- Pine Level Pine Level
- Coordinates: 32°04′05″N 86°03′35″W﻿ / ﻿32.06806°N 86.05972°W
- Country: United States
- State: Alabama
- County: Montgomery
- Elevation: 489 ft (149 m)

Population (2007)
- • Total: 1,782
- Time zone: UTC-6 (Central (CST))
- • Summer (DST): UTC-5 (CDT)
- ZIP code: 36069
- Area code: 334
- GNIS feature ID: 152926

= Pine Level, Montgomery County, Alabama =

Pine Level, also known as Pine Tucky, is an unincorporated community in Montgomery County, Alabama, United States.

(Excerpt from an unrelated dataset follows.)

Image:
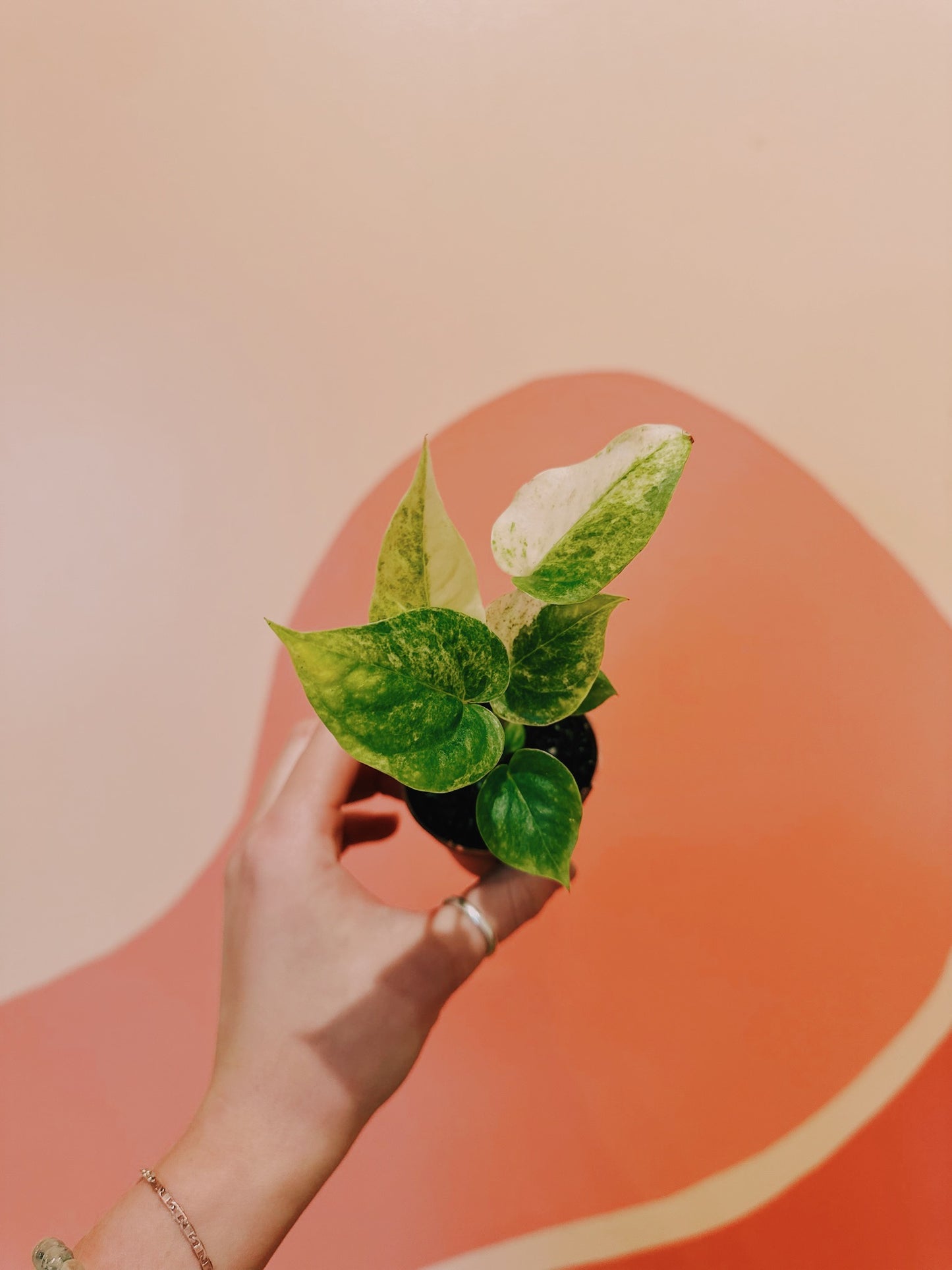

Pine Level is located along U.S. Route 231 (also known as Alabama State Route 53), 25 mi southeast of Montgomery.

==History==
Pine Level was originally known as Pine Tucky, most likely due to its location on poor sandy soil covered with pine trees. The community later began to be called Pine Level. A post office first opened under the name Pine Level in 1839.

==Notable people==
- Rosa Parks, her arrest served as a catalyst to the Montgomery bus boycott during the Civil Rights Movement. She lived in Pine Level as a child.
- Claudette Colvin, arrested for refusing to give up her seat on a segregated bus, nine months before Rosa Parks was arrested for doing the same thing. She lived in Pine Level until she was 8 years old.